As mentes brilhantes... do passado
É um paradoxo cruel que esta mesma terra tenha sido o berço de mentes tão brilhantes como Castro Alves, Ruy Barbosa, Jorge Amado, Caetano Veloso, Gilberto Gil, Dorival Caymmi, Milton Santos, Anísio Teixeira, Glauber Rocha, Manuel Querino e Gregório de Matos. Como pode a Bahia, que já deu ao mundo tantos gênios da palavra, da política, da arte e do pensamento, hoje lutar para que duas a cada três de suas crianças saibam ler e escrever textos simples? É como se o rio caudaloso da sabedoria que um dia correu por suas veias estivesse agora seco em suas fontes mais primárias, ameaçando a continuidade desse legado de grandeza.
Sem saber ler ou escrever, essas crianças ficam presas a um presente sem linguagem, a um futuro sem mapa. E o ciclo se repete: pobreza gera analfabetismo, que gera pobreza ainda mais funda, ainda mais muda. A próxima geração herda as dificuldades da anterior, e com menos recursos de conhecimento para superá-las. Uma força de trabalho mal preparada não consegue competir em um mercado global cada vez mais baseado no saber.
O texto é simples - um bilhete, uma placa de ônibus, um contrato -, mas pode parecer um enigma a ser decifrado. É como se as pontes para um futuro melhor estivessem desmoronando antes mesmo de serem atravessadas, deixando comunidades inteiras isoladas em um presente de limitações.
Já fomos berço de gênios que marcaram a história: Castro Alves, cuja poesia incendiou o movimento abolicionista; Ruy Barbosa, um jurista que moldou as leis brasileiras; Jorge Amado, que deu vida às cores e dramas da Bahia em seus romances. A música do estado ecoou pelo mundo com Caetano Veloso, Gilberto Gil e Dorival Caymmi, enquanto mentes brilhantes como Milton Santos, Anísio Teixeira, Glauber Rocha, Manuel Querino e Gregório de Matos elevaram o pensamento e a cultura a patamares extraordinários.
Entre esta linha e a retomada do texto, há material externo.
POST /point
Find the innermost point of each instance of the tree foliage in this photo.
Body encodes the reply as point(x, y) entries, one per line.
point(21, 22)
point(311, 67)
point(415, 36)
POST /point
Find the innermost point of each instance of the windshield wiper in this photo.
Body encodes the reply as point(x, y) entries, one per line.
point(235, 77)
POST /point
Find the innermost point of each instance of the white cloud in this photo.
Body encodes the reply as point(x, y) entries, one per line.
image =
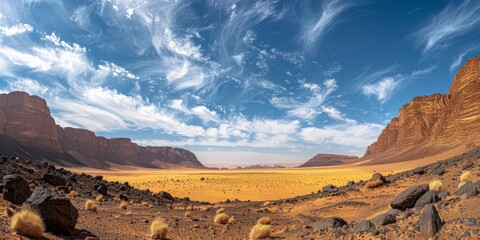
point(453, 21)
point(382, 89)
point(15, 29)
point(316, 27)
Como, então, uma terra tão fértil em talento caiu em tamanha aridez educacional?
A sinfonia muda de livros não lidos
As consequências dessa realidade precária são vastas e profundas, projetando uma sombra sobre o futuro de milhares de crianças. A alfabetização é a porta de entrada para o conhecimento, para a participação plena na sociedade e para a construção de um futuro digno. Crianças que não aprendem a ler e escrever na idade certa ficam à margem do processo educacional, com seu potencial tolhido e suas perspectivas de vida drasticamente reduzidas. Isso não apenas perpetua ciclos de pobreza e desigualdade, mas também silencia as vozes dos Dias Gomes e Joões Ubaldos do amanhã, que poderiam nascer nas periferias de Salvador ou nos recônditos do interior.
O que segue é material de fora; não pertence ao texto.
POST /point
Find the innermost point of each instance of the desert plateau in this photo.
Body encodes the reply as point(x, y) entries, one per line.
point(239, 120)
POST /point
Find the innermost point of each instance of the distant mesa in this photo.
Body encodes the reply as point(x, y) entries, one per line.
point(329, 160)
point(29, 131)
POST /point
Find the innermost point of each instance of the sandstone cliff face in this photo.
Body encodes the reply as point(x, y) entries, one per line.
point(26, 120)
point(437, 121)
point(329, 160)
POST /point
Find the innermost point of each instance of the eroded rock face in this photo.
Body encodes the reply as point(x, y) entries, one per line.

A queda nos índices de alfabetização na Bahia não é apenas uma estatística; é um grito de alerta. É o som do silêncio de livros não lidos, de histórias não escritas e de futuros que não florescem. A meta de 80% até 2030 deve ser vista não apenas como um número, mas como a promessa de um futuro mais justo e promissor para as crianças baianas, digno da rica história de um estado que sempre soube encantar o mundo com sua inteligência e sua arte.
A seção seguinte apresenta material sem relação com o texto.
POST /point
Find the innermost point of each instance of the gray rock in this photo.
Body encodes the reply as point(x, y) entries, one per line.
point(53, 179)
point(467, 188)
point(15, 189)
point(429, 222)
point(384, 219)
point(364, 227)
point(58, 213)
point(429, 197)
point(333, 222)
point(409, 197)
Os ícones culturais da Bahia não são apenas ecos de um passado glorioso; são faróis que apontam o que pode ser reconquistado. Suas obras nasceram do acesso ao conhecimento e da educação — alicerces que hoje estão frágeis, mas não destruídos. Com esforço coletivo, envolvendo governo, comunidades e sociedade civil, a crise educacional pode se tornar um chamado urgente à ação.
Assim como um jardim negligenciado pode florescer com cuidado, o sistema educacional pode ser revitalizado. A história de resiliência e criatividade do estado é um trunfo. As sementes do gênio ainda repousam no solo baiano, aguardando as condições certas para germinar. Cabe à geração atual garantir que elas tenham essa chance.
Que a Bahia reencontre em si mesma — nas ruas de Salvador, nos sertões de Canudos, nos becos de Cachoeira — a força para dizer, mais uma vez, com orgulho e voz firme: aqui se lê. Aqui se pensa. Aqui se escreve futuro.